It is important to understand where hESCs come from in order to understand the ethical arguments that surround them, as well as their enormous, innate biological potential. After the human egg is fertilized by the sperm, the resultant single cell (called a zygote) starts dividing and multiplying. To get hESCs, cells are isolated from early-stage embryos, four or five days post-fertilization (they have not yet implanted in the uterus). At this point, the fertilized egg has developed into a hollow, fluid-filled sphere made up of approximately 150 cells. This stage is called a blastocyst.

The blastocyst contains three distinct areas: the trophoblast, which is the surrounding outer layer of cells that later becomes the placenta; the blastocoel, which is a fluid-filled cavity within the blastocyst; and the inner cell mass, which is a cluster of cells inside the blastocyst that can become a fetus.

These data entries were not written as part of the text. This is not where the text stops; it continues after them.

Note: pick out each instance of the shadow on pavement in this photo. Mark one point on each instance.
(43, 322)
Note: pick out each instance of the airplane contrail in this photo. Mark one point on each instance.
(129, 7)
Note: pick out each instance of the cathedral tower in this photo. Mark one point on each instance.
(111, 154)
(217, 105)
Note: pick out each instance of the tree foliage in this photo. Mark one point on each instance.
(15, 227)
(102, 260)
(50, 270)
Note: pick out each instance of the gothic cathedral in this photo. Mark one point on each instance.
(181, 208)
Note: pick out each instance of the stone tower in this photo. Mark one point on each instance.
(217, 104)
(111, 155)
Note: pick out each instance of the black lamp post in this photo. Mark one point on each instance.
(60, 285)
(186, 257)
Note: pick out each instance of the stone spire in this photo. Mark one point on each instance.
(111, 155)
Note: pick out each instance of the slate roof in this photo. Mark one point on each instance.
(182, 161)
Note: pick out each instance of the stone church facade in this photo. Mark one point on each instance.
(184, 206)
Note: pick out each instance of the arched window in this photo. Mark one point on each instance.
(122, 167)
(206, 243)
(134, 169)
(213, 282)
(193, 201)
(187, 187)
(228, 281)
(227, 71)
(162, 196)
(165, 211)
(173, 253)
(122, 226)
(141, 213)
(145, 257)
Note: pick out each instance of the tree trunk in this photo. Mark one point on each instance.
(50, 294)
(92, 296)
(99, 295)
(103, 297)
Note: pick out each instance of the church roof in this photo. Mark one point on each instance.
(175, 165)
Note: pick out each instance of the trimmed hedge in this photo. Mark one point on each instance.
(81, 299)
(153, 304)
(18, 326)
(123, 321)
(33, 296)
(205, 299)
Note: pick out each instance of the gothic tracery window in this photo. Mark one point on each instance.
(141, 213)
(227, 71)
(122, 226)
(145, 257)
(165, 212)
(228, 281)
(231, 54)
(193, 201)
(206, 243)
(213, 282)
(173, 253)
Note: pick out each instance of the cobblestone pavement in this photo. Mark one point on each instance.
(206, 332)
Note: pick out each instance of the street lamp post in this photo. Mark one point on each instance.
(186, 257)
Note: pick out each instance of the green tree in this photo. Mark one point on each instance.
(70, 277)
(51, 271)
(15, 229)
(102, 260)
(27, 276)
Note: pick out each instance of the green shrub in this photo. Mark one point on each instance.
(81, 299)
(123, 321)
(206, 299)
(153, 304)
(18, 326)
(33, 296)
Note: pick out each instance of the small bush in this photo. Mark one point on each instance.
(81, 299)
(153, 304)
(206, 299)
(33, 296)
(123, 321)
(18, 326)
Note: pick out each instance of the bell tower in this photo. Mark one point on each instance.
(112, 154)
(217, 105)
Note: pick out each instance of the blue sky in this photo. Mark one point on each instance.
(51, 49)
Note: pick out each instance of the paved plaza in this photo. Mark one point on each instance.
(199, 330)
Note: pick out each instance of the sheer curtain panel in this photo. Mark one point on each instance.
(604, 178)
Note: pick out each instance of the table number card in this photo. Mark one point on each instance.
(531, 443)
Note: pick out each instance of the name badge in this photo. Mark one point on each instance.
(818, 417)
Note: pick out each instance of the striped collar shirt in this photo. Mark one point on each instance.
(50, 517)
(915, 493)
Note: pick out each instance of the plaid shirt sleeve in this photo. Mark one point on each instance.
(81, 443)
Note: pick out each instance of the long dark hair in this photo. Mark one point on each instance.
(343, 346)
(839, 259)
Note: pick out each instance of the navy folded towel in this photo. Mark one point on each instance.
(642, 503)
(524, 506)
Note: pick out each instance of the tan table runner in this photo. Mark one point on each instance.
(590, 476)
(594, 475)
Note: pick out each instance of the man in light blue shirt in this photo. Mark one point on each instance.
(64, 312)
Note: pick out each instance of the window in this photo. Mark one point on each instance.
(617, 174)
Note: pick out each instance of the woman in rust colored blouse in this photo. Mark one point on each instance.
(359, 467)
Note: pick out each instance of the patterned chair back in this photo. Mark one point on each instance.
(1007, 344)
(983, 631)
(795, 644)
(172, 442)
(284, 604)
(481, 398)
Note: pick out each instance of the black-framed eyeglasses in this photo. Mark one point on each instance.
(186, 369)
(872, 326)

Embryonic stem cells can be created from cells taken from the inner cell mass. Because these cells are taken from such an early stage in development, they have the ability to become cells of any tissue type, which is called being "pluripotent."

The pluripotency of hESCs is probably the trait that contributes most to their enormous potential, both as cellular models of human development and disease, as well as for uses in regenerative medicine. This trait is what mainly separates hESCs from adult stem cells, which are called multipotent or unipotent, meaning they are only able to become a more select group of cell types. Adult stem cells are also more limited in their cellular lifespan compared to hESCs.